Eine mehrjährige Partnerschaft mit dem US-Softwarekonzern ServiceNow schickt die TeamViewer-Aktie am Donnerstag nach oben. Der Göppinger Anbieter für digitale Arbeitsplatzlösungen bringt seine Fernwartungstechnologie künftig direkt in die KI-Plattform von ServiceNow ein — ein Schritt, der IT-Prozesse von manuellen Eingriffen hin zu autonomer, KI-gesteuerter Verwaltung bewegen soll.

Im vorbörslichen Handel bei Tradegate legte der Kurs zeitweise um mehr als drei Prozent auf 5,88 Euro zu. Damit rückt die Aktie in Reichweite ihres höchsten Stands seit Anfang Juni. Binnen vier Wochen hat das Papier bereits deutlich zugelegt.

Was der Deal konkret bringt

TeamViewers Lösungen für Digital Employee Experience und Remote Connectivity greifen direkt auf die Endpunkte der Nutzer zu und sollen ServiceNow-Kunden weltweit als integrierte Erweiterung zur Verfügung stehen. Beide Unternehmen bündeln dafür ihre Vertriebs- und Marketingressourcen in den Bereichen IT Service Management, Field Service Management und Customer Service Management. Weitere, tiefere Integrationen sind bereits in Prüfung — die Vereinbarung ist von vornherein auf Expansion angelegt.

ServiceNow-Chef Bill McDermott ordnet den Schritt als Baustein seiner AI-Control-Tower-Strategie ein, TeamViewer-CEO Oliver Steil wertet die Auswahl als Bestätigung der eigenen Technologie und Datenbasis.
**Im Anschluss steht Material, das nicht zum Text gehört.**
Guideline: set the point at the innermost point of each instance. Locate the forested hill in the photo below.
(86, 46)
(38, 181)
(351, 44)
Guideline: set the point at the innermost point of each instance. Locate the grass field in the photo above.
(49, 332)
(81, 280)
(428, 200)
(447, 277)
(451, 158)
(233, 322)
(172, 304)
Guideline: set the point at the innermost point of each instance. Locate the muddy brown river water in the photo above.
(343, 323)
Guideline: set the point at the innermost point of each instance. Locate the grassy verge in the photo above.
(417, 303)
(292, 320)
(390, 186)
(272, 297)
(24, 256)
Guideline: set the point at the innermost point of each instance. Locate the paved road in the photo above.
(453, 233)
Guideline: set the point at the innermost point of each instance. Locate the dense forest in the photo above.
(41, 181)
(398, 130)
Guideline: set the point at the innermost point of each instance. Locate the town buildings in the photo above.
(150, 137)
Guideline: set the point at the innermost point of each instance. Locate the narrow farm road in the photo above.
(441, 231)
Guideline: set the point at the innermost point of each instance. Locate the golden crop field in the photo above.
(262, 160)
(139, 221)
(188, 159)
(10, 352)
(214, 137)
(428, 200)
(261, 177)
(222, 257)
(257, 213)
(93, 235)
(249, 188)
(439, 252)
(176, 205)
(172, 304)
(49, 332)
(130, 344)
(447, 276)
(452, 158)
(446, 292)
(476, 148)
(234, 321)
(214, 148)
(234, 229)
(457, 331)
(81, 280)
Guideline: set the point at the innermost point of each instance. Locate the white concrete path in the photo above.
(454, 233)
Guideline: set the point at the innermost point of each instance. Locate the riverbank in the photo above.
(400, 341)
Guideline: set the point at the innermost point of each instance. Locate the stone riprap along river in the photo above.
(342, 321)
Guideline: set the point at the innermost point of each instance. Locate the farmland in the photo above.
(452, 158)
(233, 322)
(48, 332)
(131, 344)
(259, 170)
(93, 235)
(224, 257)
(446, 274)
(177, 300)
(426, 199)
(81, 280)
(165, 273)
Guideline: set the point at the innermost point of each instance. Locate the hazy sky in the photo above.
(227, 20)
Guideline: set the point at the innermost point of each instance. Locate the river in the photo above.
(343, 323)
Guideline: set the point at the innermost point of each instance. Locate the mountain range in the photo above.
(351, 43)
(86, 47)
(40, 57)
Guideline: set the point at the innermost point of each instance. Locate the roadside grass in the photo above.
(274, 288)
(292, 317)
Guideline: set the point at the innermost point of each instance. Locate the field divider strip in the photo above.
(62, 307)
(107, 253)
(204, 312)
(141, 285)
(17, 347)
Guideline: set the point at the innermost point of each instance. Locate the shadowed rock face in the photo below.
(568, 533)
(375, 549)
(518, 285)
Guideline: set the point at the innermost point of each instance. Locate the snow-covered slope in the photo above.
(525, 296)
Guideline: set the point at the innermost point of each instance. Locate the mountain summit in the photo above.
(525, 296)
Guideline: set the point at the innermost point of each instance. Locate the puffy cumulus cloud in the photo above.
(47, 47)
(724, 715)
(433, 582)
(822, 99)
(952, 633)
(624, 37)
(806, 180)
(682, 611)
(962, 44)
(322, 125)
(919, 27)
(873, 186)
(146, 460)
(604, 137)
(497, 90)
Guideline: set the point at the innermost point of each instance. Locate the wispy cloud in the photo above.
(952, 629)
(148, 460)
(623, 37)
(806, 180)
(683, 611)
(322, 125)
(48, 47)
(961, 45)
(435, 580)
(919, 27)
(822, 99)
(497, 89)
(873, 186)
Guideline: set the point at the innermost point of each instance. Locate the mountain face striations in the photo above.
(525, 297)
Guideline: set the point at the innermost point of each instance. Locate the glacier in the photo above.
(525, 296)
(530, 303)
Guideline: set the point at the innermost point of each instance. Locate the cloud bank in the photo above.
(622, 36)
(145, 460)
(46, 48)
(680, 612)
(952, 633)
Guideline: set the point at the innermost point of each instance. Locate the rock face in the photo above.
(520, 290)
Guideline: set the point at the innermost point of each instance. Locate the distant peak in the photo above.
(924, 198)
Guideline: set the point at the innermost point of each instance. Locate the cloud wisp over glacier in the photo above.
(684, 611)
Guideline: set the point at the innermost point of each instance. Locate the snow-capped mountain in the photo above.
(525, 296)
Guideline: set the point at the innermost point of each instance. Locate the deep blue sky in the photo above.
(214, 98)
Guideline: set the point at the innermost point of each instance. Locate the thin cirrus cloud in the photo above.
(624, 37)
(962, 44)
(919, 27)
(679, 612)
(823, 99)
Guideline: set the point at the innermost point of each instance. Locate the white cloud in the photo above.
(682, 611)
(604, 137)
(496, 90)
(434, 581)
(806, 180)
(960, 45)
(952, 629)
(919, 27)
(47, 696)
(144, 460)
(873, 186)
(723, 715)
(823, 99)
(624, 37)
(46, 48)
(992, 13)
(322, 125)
Konkrete finanzielle Details zur Vereinbarung nannten beide Seiten bislang nicht — ein Punkt, den Marktteilnehmer als einzigen Wermutstropfen der sonst positiv aufgenommenen Nachricht werten.
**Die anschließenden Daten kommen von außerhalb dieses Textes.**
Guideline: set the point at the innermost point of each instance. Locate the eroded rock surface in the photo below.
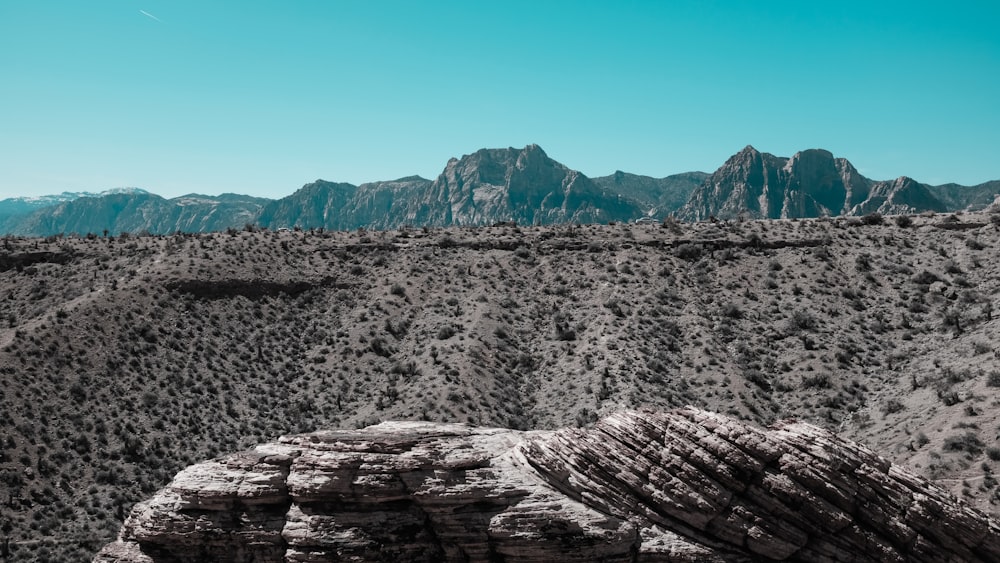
(686, 485)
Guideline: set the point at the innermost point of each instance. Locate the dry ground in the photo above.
(125, 359)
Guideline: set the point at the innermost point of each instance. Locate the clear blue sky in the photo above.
(260, 97)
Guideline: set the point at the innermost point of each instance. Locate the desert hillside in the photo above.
(124, 359)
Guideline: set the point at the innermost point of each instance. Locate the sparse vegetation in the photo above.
(129, 357)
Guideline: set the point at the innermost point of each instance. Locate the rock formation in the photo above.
(687, 485)
(812, 183)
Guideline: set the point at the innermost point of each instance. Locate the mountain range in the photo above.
(524, 186)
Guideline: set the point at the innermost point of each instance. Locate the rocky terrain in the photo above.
(125, 359)
(813, 183)
(524, 186)
(687, 485)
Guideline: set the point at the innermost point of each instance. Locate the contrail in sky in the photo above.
(148, 15)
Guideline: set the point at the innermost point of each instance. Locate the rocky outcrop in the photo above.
(687, 485)
(812, 183)
(521, 185)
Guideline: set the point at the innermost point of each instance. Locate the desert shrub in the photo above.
(968, 442)
(803, 320)
(925, 278)
(993, 379)
(818, 381)
(892, 406)
(731, 310)
(689, 251)
(873, 219)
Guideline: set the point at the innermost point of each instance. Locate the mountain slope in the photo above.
(138, 210)
(813, 183)
(525, 186)
(661, 196)
(125, 359)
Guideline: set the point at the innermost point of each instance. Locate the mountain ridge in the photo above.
(508, 184)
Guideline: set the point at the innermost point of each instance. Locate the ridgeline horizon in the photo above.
(509, 185)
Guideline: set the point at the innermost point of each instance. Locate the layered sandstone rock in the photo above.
(687, 485)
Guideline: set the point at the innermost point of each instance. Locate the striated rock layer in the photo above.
(687, 485)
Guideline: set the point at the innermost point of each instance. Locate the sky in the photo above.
(260, 97)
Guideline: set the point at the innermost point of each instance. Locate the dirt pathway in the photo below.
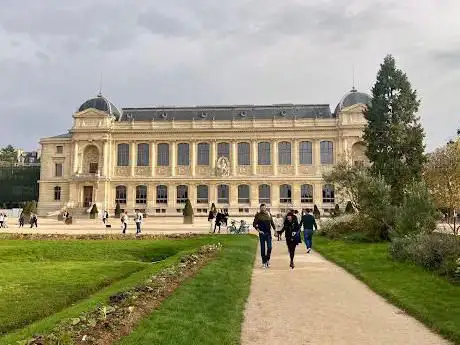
(319, 303)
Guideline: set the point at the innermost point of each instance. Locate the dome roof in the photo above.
(103, 104)
(351, 98)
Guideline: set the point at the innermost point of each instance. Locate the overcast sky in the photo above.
(184, 52)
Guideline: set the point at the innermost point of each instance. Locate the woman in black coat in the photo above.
(291, 231)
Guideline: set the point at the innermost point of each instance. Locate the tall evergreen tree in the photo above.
(393, 133)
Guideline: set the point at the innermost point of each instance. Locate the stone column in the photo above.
(234, 157)
(296, 157)
(75, 158)
(153, 159)
(275, 157)
(317, 157)
(133, 158)
(254, 154)
(213, 157)
(173, 158)
(193, 162)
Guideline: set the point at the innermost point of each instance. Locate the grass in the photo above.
(425, 295)
(42, 282)
(207, 309)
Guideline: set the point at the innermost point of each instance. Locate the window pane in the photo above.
(285, 194)
(223, 150)
(120, 194)
(203, 154)
(243, 194)
(123, 155)
(264, 155)
(202, 194)
(141, 194)
(143, 155)
(284, 153)
(264, 194)
(163, 155)
(183, 154)
(162, 194)
(305, 153)
(328, 194)
(327, 152)
(182, 194)
(222, 194)
(306, 193)
(244, 154)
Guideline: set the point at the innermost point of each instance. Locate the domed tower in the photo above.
(351, 98)
(102, 104)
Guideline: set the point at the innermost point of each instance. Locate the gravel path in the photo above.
(320, 303)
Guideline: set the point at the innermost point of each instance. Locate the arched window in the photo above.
(222, 194)
(223, 150)
(243, 194)
(162, 194)
(264, 194)
(141, 194)
(57, 193)
(328, 194)
(203, 154)
(182, 194)
(244, 154)
(202, 194)
(123, 155)
(305, 153)
(264, 155)
(306, 193)
(284, 153)
(183, 154)
(143, 155)
(285, 194)
(120, 195)
(326, 149)
(163, 155)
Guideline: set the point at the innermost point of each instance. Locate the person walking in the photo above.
(263, 223)
(309, 225)
(138, 219)
(291, 231)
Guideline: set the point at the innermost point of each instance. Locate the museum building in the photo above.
(235, 156)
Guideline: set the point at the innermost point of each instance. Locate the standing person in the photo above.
(291, 230)
(308, 223)
(138, 219)
(21, 220)
(33, 220)
(211, 219)
(263, 222)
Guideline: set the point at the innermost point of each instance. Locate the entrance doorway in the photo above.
(87, 196)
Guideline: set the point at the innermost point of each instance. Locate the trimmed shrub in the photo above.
(435, 252)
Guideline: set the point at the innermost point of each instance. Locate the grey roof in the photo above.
(351, 98)
(228, 112)
(101, 103)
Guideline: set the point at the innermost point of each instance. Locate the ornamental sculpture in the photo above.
(223, 166)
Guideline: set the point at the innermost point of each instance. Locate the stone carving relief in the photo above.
(223, 166)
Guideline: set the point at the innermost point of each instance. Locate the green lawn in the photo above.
(43, 281)
(425, 295)
(207, 309)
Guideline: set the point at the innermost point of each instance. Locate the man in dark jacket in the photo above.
(309, 223)
(263, 223)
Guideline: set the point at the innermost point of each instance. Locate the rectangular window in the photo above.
(183, 154)
(93, 168)
(58, 170)
(305, 153)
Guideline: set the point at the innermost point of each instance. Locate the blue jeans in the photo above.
(265, 238)
(308, 237)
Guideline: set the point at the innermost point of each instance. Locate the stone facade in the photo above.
(104, 160)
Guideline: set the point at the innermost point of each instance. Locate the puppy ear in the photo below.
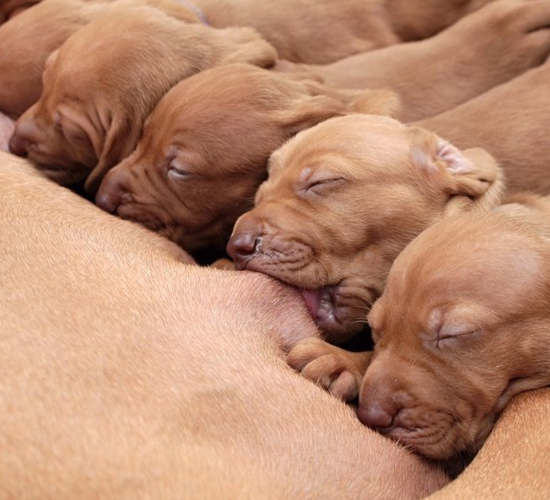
(119, 142)
(245, 45)
(472, 177)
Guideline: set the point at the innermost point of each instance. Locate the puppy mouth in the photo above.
(330, 318)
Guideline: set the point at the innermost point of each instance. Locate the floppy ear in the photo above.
(245, 45)
(471, 177)
(120, 141)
Q2-Zahlen als nächste Bewährungsprobe

Wie schnell sich die Partnerschaft geschäftlich niederschlägt, dürfte sich frühestens beim Quartalsbericht Ende Juli andeuten. Erst dann zeigt sich, ob der aktuelle Kursschub mehr ist als eine kurzfristige Reaktion auf strategische Fantasie.